The toggle is found under Chrome’s settings menu, in a subsection called “Ads” of the “Site settings” menu item. It allows you to toggle on a feature that will “Block ads from sites that tend to show intrusive ads,” though it’s set off by default, at least in this build.

The new menu setting was first spotted by Carsten Knobloch, and confirmed by TechCrunch. Interested users can also download the most recent Chrome Canary build directly from Google Play to find the setting itself (Canary can run concurrently with the stable release of Chrome on Android).

Google is said to be providing publisher partners with guidelines about what qualifies as “intrusive ads,” to help them avoid being included in the advertising blocked by the new feature, according to a Wall Street Journal report from June.
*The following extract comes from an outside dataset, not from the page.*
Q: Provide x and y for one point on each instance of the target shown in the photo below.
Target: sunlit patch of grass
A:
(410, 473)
The blocked content would be determined by what a cross-industry organization called the Coalition for Better Ads, of which Google is a member, list as “offensive.” These include repeated pop-ups (which Chrome already includes a native setting to block) and so-called “prestitial ads” that prevent content from being shown, often tied to a countdown timer.

The report also claimed that Google is going to make the feature live sometime in 2018, after publishers have time to review their own advertising practices with a dedicated tool, and that the search company is preparing a new tool that will ask visitors to disable third-party blockers, or pay for an ad-free pass to the site.
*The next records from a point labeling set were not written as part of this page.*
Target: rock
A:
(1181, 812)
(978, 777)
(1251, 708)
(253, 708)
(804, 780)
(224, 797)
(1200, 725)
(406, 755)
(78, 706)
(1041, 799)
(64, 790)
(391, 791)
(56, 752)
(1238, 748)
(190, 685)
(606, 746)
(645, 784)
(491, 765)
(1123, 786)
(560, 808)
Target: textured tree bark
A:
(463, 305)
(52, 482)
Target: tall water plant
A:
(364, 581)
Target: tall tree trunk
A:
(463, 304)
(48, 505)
The appearance of the ad blocker for sites with intrusive ads in Chrome Canary on Android fits with the general descriptions of what this feature would look like, so it seems Google is pressing forward with the plan in earnest. It can take a long time for Canary features to make it to the stable build, so the timeline reported previously also still fits. We’ve reached out to Google for comment on the new feature introduced in Canary, and will update if we receive more information.